MCP supports three transport mechanism for communication between clients and servers.

  • stdio (Standard I/O) is the simplest approach. The client launches the server as a subprocesses and communicates through the standard input/output streams. Since everything runs locally on the same machine, there is no network overhead. This is ideal for local development.

  • Streamable HTTP enables communicates over the network. The client sends the requests via HTTP and server streams responses back.

  • Websocket provides full bidirectional communication allowing both client and server to initiate messages. This is useful when servers need to push updates to clients proactively.

Standardized Interfaces

MCP standardized two key interfaces Tool Discovery and Tool Execution

  • Tool Discovery: The client request available tool definitions, and the server returns them in a standardized format. The tool developers implement the schema once and any MCP compatible client can automatically retrieve and use it
  • Tool Execution: The client sends a tool execution to the server which handles execution and returns the result in a consistent format.

MCP Primitives

  • Tools are server exposed functions that clients invoke. Server define a tool with name, description and input schema. Example, read_file, query_database, fetch_api
  • Resources are data sources or URIs. Server exposes file:// or custom:// URIs. It is static or dynamic.
  • Prompts are reusable templates for LLM interactions. Servers define prompt templates with arguments. Client call get prompt function with arguments.

AI Agent - Running and Connecting the MCP server

MCP servers in the ecosystems are distributed as npm packages and run using npx. You can verify the node installation by checking the version. If it displays then the installation is successful.

node --version

Running Tavily MCP server

Tavily MCP server provides the web search capability packaged as a ready to use MCP server. You can launch the Tavily MCP server using single command. Register the Tavily key in the environment variable.

export TAVILY_API_KEY=<key>

Launch the server with MCP inspector. It is a browser based tool for testing the MCP servers. Run the below command and it launches the browser based tool http://localhost:6274/...

npx @modelcontextprotocol/inspector npx -y tavily-mcp@latest

You will see several tabs Resources, Prompts and Tools. These reflect the capabilities exposed by the MCP server. Select the Tools tab and click List Tools. It will displays list of tools provided by the Tavily MCP server.

MCP Inspector

AI Agent - Tool Calling or Function Calling

LLM interact with external tools through the structured tool calling or function calling. It is a key components, how agents make decisions using tools and memory, and how structured tool invocation enables dynamic, real-time interactions with the external world to solve complex tasks.

Tools are essentially function made available to LLM's. LLMs do not execute tools or functions directly.
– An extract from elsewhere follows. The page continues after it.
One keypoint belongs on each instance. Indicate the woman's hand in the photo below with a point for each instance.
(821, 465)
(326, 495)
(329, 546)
Instead, they generate a structured representation indicating which tool to use and with what parameters.

When you pose a question to the LLM that requires external information or computation, the model evaluates the available tools based on their names and descriptions. If it identifies a relevant tool, the model generates a structured output (typically formatted as a JSON object) that specifies the tool's name and appropriate parameter values. This is still text generation, just in a structured format intended for tool input.
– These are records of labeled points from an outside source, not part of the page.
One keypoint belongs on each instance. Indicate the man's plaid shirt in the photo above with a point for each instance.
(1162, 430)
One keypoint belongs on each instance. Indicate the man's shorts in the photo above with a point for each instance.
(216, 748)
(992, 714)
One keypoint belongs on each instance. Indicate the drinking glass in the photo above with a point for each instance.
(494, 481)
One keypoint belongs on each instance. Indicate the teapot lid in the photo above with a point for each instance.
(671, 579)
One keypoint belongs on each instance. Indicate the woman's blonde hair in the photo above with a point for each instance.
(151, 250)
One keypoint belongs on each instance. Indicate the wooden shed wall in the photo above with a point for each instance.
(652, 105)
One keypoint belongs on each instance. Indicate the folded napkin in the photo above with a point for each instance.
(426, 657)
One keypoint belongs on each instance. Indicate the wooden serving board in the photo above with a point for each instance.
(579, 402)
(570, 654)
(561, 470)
An external system then interprets this structured output, executes the actual function or API call, and retrieves the result. This result is subsequently fed back to the LLM, which uses it to generate a comprehensive response.

Workflow

  • Define a weather tool and ask question like "What's the weather like in TX?"
  • The model halts regular text generation and outputs a structured tool call with parameter values (e.g., "location": "TX").
  • Extract the tool input, execute the actual weather function, and obtain the weather details.
  • Pass the output back to the model so it can generate a complete final answer using the real-time data.

Function calling and Tool calling both are same capability by enabling an LLM to request specific external functions to be executed with structured parameters. Function calling term coined by OpenAI in their documentation.
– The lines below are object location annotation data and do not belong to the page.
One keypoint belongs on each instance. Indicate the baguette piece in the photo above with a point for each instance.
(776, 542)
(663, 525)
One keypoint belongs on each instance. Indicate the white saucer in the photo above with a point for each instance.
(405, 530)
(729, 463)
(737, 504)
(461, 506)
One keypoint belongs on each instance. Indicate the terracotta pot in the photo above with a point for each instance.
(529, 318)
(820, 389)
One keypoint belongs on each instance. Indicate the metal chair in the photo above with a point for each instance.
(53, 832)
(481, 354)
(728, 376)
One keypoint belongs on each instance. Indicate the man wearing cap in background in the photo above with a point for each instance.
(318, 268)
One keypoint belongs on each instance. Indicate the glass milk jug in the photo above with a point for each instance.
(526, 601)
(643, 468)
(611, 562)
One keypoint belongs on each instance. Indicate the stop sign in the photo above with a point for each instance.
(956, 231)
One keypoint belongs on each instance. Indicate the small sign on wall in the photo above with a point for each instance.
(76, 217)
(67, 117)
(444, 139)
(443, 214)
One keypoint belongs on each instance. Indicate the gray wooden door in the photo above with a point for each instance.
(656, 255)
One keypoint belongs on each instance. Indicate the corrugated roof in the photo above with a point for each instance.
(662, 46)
Key principles keep in mind when developing tool calling:

  • Clear purpose - make sure tool has well defined task
  • Standardized input - The tool shoud accept input in a predictable, structured format.
  • Consistent output - The format which is easy to process and integrate with other system
  • Comprehensive Documentation - explain what the tool does, how to use it and any limitations
  • Limit the number of functions - keep the number of tools under 20. Using too many tools can lead to selection errors.

To enable tool calling,

Specify Tool Definitions

The function has 3 essencial components

  • name
  • description
  • parameters
calc_tool_def = {
    "type": "function",
    "function": {
        "name": "calc",
        "description": "Perform a calculation based on the provided expression.",
        "parameters": {
            "type": "object",
            "properties": {
                "operator": {
                    "type": "string",
                    "description": "Arithmetic operation to perform",
                    "enum": ["add", "subtract", "multiply", "divide"],      
                },
                "operand1": {
                    "type": "number",
                    "description": "The first number in the calculation",
                },
                "operand2": {
                    "type": "number",
                    "description": "The second number in the calculation",
                },
            },
            "required": ["operator", "operand1", "operand2"],
        }
    }
}

Setup the tool

def calculator(operator: str, operand1: float, operand2: float):
   if operator == 'add':
       return operand1 + operand2
   elif operator == 'subtract':
       return operand1 - operand2       
   elif operator == 'multiply':
       return operand1 * operand2
   elif operator == 'divide':
       if operand2 == 0:
           raise ValueError("Cannot divide by zero")
       return operand1 / operand2
   else:
       raise ValueError(f"Unsupported operator: {operator}")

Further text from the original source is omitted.